First, I simulated a data frame of 100 raters rating 100 faces each. Female faces get ratings with a mean of 6; male faces get ratings with a mean of 5 (I know, ratings are usually ordinal integers, but let’s pretend we used something like a slider). To simulate random effects, both raters and faces have random intercepts with SDs of 1.

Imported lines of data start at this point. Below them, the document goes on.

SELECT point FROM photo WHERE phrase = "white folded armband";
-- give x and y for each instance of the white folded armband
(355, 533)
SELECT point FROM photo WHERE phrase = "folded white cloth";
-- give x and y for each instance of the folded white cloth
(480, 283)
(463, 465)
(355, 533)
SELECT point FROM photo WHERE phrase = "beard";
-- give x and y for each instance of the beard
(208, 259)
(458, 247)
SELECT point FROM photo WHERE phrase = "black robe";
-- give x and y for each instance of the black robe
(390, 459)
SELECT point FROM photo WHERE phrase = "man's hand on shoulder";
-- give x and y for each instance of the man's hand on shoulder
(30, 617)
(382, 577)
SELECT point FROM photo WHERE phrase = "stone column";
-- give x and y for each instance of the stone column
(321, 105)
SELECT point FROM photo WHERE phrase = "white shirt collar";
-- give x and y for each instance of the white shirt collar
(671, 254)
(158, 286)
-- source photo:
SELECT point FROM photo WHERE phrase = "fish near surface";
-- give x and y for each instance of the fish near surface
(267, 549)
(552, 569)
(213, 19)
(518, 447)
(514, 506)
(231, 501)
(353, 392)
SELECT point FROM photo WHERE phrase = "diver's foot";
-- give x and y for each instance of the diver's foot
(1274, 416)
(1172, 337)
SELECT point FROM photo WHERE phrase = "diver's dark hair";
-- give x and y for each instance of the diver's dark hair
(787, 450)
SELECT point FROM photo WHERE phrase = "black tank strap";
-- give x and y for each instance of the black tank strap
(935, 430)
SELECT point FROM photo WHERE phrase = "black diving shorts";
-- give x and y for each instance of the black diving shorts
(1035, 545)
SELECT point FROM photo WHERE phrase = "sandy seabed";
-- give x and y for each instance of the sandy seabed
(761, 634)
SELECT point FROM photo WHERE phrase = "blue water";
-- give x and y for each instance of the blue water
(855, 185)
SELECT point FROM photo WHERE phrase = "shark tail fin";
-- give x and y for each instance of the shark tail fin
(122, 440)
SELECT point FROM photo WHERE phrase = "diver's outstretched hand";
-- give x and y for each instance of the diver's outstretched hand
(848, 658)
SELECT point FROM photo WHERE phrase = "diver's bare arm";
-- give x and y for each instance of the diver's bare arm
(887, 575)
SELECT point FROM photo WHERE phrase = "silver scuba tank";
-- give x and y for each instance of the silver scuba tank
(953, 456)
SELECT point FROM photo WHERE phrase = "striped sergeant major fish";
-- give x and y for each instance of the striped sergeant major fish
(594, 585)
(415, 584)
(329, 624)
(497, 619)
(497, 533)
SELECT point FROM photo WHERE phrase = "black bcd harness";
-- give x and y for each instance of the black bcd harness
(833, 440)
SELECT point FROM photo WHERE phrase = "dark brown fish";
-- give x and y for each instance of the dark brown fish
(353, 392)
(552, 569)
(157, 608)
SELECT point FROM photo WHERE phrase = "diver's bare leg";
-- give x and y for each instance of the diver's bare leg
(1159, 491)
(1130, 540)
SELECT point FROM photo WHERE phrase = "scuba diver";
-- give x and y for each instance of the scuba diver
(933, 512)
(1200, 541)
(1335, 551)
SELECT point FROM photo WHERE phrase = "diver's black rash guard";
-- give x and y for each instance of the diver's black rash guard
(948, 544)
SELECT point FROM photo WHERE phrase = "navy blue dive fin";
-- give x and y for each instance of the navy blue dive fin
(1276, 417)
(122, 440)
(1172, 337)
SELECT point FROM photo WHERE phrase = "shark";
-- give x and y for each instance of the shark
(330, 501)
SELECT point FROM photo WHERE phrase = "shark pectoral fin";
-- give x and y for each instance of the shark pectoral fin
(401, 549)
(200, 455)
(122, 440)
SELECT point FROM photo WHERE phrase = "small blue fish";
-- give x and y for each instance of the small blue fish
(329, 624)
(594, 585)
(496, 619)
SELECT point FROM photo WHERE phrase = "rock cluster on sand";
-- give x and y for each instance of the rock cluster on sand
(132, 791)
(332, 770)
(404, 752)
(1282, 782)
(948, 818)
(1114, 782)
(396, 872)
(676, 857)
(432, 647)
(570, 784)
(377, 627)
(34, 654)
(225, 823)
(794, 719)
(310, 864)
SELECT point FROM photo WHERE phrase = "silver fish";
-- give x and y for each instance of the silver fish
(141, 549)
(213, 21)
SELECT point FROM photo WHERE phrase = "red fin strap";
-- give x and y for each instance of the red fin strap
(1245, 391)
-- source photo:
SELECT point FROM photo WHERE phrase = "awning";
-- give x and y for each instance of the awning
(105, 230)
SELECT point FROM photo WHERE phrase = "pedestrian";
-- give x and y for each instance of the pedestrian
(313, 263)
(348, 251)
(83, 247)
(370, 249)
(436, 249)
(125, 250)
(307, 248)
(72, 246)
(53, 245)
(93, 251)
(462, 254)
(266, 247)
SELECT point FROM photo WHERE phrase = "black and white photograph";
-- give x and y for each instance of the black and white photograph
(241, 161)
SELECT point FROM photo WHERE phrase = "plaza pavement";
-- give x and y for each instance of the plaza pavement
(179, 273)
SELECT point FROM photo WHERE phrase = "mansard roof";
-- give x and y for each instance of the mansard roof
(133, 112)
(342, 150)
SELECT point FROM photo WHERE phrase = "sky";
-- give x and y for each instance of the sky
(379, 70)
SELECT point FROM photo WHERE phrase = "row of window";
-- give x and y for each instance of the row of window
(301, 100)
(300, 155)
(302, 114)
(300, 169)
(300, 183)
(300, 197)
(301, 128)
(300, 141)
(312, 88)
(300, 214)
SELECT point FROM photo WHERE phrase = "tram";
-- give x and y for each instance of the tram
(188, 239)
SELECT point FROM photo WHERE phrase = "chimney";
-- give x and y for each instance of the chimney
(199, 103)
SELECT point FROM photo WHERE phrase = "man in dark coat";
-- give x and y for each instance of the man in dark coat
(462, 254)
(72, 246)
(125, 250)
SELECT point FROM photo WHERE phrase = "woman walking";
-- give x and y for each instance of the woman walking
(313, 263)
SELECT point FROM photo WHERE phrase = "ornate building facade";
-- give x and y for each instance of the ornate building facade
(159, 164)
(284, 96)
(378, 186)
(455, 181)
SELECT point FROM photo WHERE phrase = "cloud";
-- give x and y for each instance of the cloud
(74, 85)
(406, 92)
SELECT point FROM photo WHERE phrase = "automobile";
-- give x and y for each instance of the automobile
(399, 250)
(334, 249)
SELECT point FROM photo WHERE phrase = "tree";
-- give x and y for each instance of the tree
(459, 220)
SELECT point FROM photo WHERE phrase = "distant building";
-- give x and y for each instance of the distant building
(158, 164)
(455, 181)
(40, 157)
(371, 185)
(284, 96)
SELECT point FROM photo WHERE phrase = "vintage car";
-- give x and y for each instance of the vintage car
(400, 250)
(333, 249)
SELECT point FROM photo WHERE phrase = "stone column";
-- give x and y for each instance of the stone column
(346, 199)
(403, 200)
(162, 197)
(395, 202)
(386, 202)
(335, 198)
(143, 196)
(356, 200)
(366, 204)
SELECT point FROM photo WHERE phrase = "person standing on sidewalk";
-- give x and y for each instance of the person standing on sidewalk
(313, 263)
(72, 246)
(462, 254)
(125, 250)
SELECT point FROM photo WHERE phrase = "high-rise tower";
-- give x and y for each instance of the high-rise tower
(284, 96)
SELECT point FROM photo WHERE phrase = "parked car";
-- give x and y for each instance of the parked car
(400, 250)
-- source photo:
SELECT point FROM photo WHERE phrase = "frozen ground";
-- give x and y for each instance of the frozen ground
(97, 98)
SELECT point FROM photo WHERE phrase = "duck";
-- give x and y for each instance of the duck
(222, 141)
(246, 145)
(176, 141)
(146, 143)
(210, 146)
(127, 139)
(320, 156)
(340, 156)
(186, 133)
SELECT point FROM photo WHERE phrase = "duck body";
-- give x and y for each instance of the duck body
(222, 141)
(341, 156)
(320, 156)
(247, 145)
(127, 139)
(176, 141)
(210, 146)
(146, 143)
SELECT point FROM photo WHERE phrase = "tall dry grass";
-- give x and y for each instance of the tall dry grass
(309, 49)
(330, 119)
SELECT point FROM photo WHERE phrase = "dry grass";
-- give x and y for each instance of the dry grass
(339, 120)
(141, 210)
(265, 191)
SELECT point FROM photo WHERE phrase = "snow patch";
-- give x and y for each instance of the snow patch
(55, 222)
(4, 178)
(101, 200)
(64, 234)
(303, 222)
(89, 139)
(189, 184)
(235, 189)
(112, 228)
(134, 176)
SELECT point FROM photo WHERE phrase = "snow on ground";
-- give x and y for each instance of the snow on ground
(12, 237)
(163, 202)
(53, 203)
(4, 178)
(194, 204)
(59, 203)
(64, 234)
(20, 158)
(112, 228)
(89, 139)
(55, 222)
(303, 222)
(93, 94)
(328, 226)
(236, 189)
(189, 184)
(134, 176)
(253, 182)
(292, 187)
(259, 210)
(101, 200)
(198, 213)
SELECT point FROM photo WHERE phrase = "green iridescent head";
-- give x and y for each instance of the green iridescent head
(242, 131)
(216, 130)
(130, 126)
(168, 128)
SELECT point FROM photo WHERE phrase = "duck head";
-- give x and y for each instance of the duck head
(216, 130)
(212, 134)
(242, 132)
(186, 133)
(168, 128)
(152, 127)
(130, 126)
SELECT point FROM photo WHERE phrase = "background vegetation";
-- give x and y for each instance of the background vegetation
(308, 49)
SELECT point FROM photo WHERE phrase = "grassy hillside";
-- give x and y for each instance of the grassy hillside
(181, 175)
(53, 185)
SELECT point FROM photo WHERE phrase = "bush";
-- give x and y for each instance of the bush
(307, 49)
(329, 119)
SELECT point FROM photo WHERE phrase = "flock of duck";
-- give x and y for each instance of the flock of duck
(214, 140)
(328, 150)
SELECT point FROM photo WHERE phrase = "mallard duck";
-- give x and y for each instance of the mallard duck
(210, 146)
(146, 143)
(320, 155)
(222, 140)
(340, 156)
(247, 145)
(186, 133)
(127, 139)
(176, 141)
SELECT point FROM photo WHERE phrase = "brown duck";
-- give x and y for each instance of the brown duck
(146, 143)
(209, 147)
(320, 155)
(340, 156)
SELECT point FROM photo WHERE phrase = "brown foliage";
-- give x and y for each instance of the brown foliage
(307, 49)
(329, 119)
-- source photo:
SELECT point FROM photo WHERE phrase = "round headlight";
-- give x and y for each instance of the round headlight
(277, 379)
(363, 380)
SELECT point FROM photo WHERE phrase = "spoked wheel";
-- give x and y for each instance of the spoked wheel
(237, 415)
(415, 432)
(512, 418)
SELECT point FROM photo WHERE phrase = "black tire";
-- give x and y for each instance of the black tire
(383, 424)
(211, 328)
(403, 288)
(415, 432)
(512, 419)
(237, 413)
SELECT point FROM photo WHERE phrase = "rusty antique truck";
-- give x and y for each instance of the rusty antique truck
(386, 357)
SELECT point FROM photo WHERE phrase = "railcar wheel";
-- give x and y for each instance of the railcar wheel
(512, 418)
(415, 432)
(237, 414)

set.seed(555) # for reproducibility; delete when running simulations
n_raters <- 100
n_faces <- 100
female_mean <- 6
male_mean <- 5
raters <- tibble(
rater_id = 1:n_raters,
rater_i = rnorm(n_raters)
)
faces <- tibble(
face_id = 1:n_faces,
face_i = rnorm(n_faces),
face_sex = rep(c("female", "male"), each = n_faces/2)
)
df <- expand.grid(
face_id = faces$face_id,
rater_id = raters$rater_id
) %>%
left_join(faces, by = "face_id") %>%
left_join(raters, by = "rater_id") %>%
mutate(
face_sex_i = ifelse(face_sex=="male", male_mean, female_mean),
error = rnorm(nrow(.)),
rating = face_i + rater_i + face_sex_i + error
)
Calculate the means and SDs of the female and male faces.
face_sex | mean | SD |
---|---|---|
female | 5.940 | 1.767 |
male | 5.114 | 1.649 |
Always graph your data to confirm you simulated it correctly.
df %>%
ggplot(aes(face_sex, rating)) +
geom_violin() +
geom_boxplot(width=0.2)
Recode face sex using treatment, sum, or effect coding.
df2 <- df %>%
mutate(
face_sex.tr = recode(face_sex, "female" = 1, "male" = 0),
face_sex.sum = recode(face_sex, "female" = -1, "male" = 1),
face_sex.e = recode(face_sex, "female" = -0.5, "male" = 0.5)
)
Now we analyse the data using each of the 4 styles of coding. I’m just going to show the table of fixed effects.
Categorical coding
m1 <- lmerTest::lmer(rating ~ face_sex +
(1 | face_id) +
(1 + face_sex | rater_id),
data = df2)
Estimate | Std. Error | df | t value | Pr(>|t|) | |
---|---|---|---|---|---|
(Intercept) | 5.940 | 0.174 | 173.360 | 34.080 | 0 |
face_sexmale | -0.826 | 0.203 | 98.586 | -4.069 | 0 |
Note that the intercept coefficient is equal to the female mean (5.94) and the effect of face sex is how much less the male mean is (5.114 - 5.94 = -0.826).
Treatment coding
m.tr <- lmerTest::lmer(rating ~ face_sex.tr +
(1 | face_id) +
(1 + face_sex.tr | rater_id),
data = df2)
Estimate | Std. Error | df | t value | Pr(>|t|) | |
---|---|---|---|---|---|
(Intercept) | 5.114 | 0.172 | 169.515 | 29.720 | 0 |
face_sex.tr | 0.826 | 0.203 | 98.611 | 4.069 | 0 |
Treatment coding is the same as categorical coding, but gives you more control over what the reference category is. Here, the reference category is male
and the “treatment” category is female
, so the intercept coefficient is equal to the male mean (5.114) and the effect of face sex is how much more the female mean is (5.94 - 5.114 = 0.826).
Sum coding
m.sum <- lmerTest::lmer(rating ~ face_sex.sum +
(1 | face_id) +
(1 + face_sex.sum | rater_id),
data = df2)
Estimate | Std. Error | df | t value | Pr(>|t|) | |
---|---|---|---|---|---|
(Intercept) | 5.527 | 0.140 | 194.675 | 39.387 | 0 |
face_sex.sum | -0.413 | 0.102 | 98.601 | -4.069 | 0 |
With sum coding, the intercept coefficient is equal to the overall mean ignoring face sex (i.e., (5.94 + 5.114)/2 = 5.527) and the effect of face sex is how much above and below that each of the two face sexes differ from the mean (i.e., (5.94 - 5.114)/2 = 0.413).
Effect coding
m.e <- lmerTest::lmer(rating ~ face_sex.e +
(1 | face_id) +
(1 + face_sex.e | rater_id),
data = df2)
Estimate | Std. Error | df | t value | Pr(>|t|) | |
---|---|---|---|---|---|
(Intercept) | 5.527 | 0.140 | 194.683 | 39.387 | 0 |
face_sex.e | -0.826 | 0.203 | 98.604 | -4.069 | 0 |
With effect coding, the intercept coefficient is the same as sum coding and the effect of face sex is how much the two face sexes differ from each other (i.e., 5.94 - 5.114 = 0.826). Note that this coefficient is double that from the sum coding.